Throughout the years, Lightner said the soccer club became a "family" to him. Earlier this month, he decided it was time to share his past with the kids.
"I had just gotten to this place with them that I thought they need to know and deserve to know," he said. "To have them learn about this from somebody they already love and respect is better than learning from a second source about my identity."
After a group warm-up during practice, Lightner gathered the kids and began his speech.
"Some of you may or may not know this, but I am transgender," Lightner said in his speech, captured in the seven-minute video.
"That means that I was born a girl and that I grew up playing this soccer as a girl and that’s not something that I share with players or people in the sports world very often because it’s not an easy thing," he said. "We have a lot of rules in sports about how boys play and how girls play and that’s not very fair."
"I got told a lot of things about being a soccer player as a girl," he continued. "I wasn’t good enough, I wasn’t strong enough, or I was too strong, I acted too much like a boy."
"I bet you all had things said to you about your color of your skin, or the way you talk, or the country your parents are from or any of that, that's really similar to how I got treated as a kid too."
In the video, the players are listening to Lightner's story and one walks up and gives him a hug.
Lightner continued: "I may have this white skin and I may look like I just cruised right through life with a lot of privilege, which I have had, but I have one thing that a lot of people don’t know about me."
Lightner admitted that he was nervous to come out to his players.
"We got to love each other no matter what ... I'm still me," he said. "I'm still the same guy who comes out here, gets you guys to be better soccer players, gets on you when you're not playing hard, loves you no matter what."
Kurt Borchardt is an assistant coach and helps coordinate fundraising for the soccer club. Borchardt met Lightner just after he began transitioning from female to male, he told ABC News.
Borchardt said he was "very proud" of the players and of Lightner after viewing the video of his speech.
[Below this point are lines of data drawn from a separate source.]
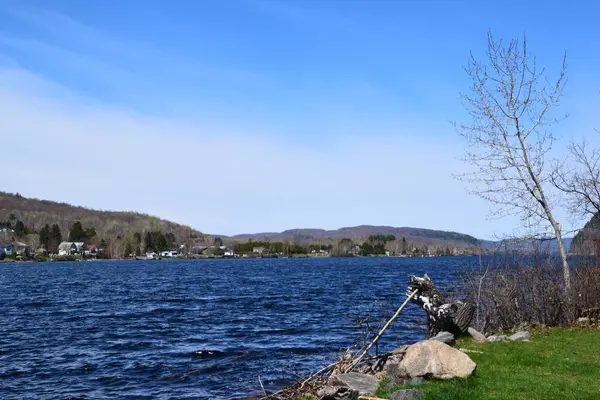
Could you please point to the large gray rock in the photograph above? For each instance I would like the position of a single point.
(497, 338)
(444, 337)
(476, 335)
(437, 359)
(408, 394)
(337, 393)
(520, 336)
(362, 383)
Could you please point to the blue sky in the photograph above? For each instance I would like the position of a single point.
(252, 115)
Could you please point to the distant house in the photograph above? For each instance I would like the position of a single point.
(258, 250)
(67, 249)
(20, 248)
(8, 249)
(90, 249)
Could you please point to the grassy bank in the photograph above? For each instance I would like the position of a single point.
(557, 364)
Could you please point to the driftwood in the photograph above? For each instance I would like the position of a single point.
(387, 325)
(454, 317)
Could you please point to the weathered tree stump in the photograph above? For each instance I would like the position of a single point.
(454, 317)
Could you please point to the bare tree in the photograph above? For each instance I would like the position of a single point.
(580, 179)
(509, 105)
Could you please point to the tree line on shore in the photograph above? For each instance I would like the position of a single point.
(47, 240)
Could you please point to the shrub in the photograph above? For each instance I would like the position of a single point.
(513, 295)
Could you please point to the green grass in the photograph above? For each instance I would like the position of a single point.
(556, 364)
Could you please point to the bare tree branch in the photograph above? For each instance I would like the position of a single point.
(509, 106)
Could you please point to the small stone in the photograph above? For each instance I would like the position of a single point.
(470, 351)
(444, 337)
(435, 359)
(407, 394)
(416, 381)
(405, 382)
(520, 336)
(362, 383)
(396, 374)
(476, 335)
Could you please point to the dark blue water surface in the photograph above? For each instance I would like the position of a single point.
(192, 329)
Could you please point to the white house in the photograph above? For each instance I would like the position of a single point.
(70, 248)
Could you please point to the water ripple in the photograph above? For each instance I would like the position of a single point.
(197, 329)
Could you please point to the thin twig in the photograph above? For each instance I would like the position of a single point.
(261, 385)
(364, 353)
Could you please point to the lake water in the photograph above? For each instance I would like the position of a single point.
(193, 329)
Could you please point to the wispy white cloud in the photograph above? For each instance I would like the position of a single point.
(220, 180)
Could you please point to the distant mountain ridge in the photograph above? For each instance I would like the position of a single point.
(35, 213)
(361, 232)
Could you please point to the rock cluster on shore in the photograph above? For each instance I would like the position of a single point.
(407, 365)
(410, 365)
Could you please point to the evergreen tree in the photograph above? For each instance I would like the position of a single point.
(128, 249)
(76, 233)
(55, 239)
(148, 245)
(20, 229)
(44, 236)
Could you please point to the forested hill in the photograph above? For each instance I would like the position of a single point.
(583, 242)
(363, 232)
(31, 215)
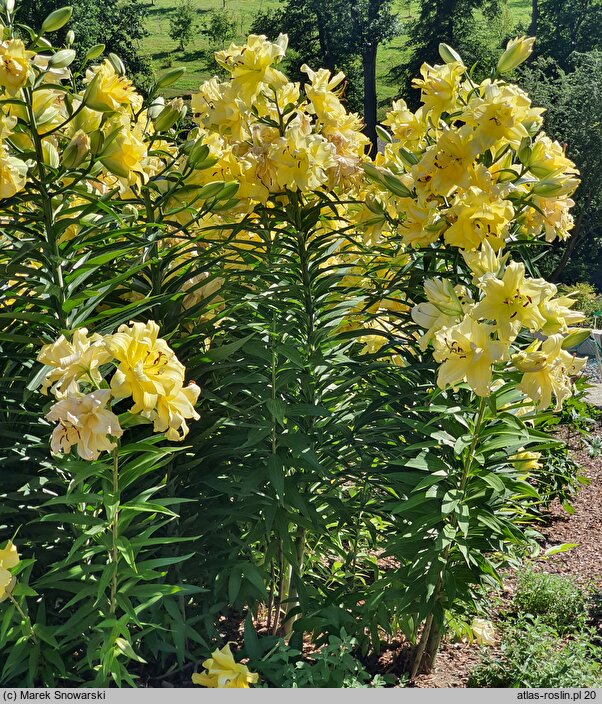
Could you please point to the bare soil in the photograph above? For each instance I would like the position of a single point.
(583, 562)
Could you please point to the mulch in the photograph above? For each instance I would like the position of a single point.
(583, 562)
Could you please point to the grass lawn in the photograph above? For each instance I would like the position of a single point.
(165, 54)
"He's amazing," Borchardt said of Lightner. "They know he cares about them. He's invested in them and he's an awesome mentor. He's been a great role model to all of us as his friends in terms of his courage to be who he is, while at the same time, investing in our community."
Betty Lightner said prior to the video, she was unaware that her son had not come out to the soccer club, but is glad that he did.
"We realized it was freeing to Kaig," she added. "Maybe there are some trans kids out there who want to play soccer and are afraid they won't be accepted. It opens a huge door for trans people who want to be accepted and loved."